Synopses & Reviews
Covering all aspects of global exploration, from Antarctica to the North Pole,
The Oxford Companion to World Exploration examines the lives and expeditions of heroic and influential explorers. This coverage includes biographies, including Lewis and Clark, Ferdinand Magellan, Cheng Ho, Hernán Cortés, Ibn Battuta, Vitus Bering, and Christopher Columbus; national expeditions, including Portuguese, British, French, Chinese, Dutch, and Spanish; and navigational and marine sciences, such as navigational techniques, ancient and medieval navigation, ocean currents and winds, longitude, cartography, and aerial surveys. The
Companion's temporal scope ranges from the ancient cultures of Egypt, Persia, Greece, Byzantium, China, Polynesia, and Rome, through to modern space exploration. The articles have been written by leading scholars from across the globe, utilizing the most current scholarship in the field of exploration studies.
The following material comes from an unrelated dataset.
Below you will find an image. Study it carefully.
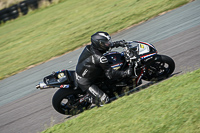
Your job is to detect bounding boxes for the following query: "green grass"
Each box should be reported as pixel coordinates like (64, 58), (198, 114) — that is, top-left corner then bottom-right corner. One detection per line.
(0, 0), (190, 79)
(42, 69), (200, 133)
The Companion contains 800 entries, supplemented by 150 black-and-white and 50 full-color photographs and maps. Annotated primary source materials, such as travel logs and personal letters, supplement select biographies. Each entry is signed by a leading scholar in the field, contains a bibliography for further reading, and is cross-referenced to other useful points of interest within the Companion. Published in association with the Newberry Library in Chicago, the Companion reproduces more than 100 images from that institution's world-renowned collection.
Review
"Every article is written and signed by a prominent scholar in the field of exploration studies. All entries offer futher reading recommendations. ...Recommended."CHOICE
Review
"The well-written essays do more than just give the basic facts; they interpret the subject so its importance in the scheme of exploration is explained....With its articles on the literature and legends of exploration and travel, The Oxford Companion to World Exploration is a valuable reference set that high school, academic, and public libraries should add to their collections."--Booklist
"Every article is written and signed by a prominent scholar in the field of exploration studies. All entries offer futher reading recommendations. ...Recommended."--CHOICE
"Well-writen and provides an interesting, diverse overview of world exploration."--RUSQ
About the Author
David Buisseret graduated from Cambridge University in 1964, and has since taught at universities in the West Indies and the United States. He currently teaches at the University of Texas at Arlington. Among his publications are:
From Sea Charts to Satellite Images: Interpreting North American History Through Maps, University of Chicago Press, 1990;
The Mapmakers' Quest: Depicting New Worlds in Renaissance Europe, Oxford University Press, 2003;
Creolization in the Americas, Texas A&M Press, 2000;
Jamaica in 1687, University of West Indies Press, 2006. He also the serves as the editor of
Terra Incognitae, the journal of the Society of the History of Discoveries.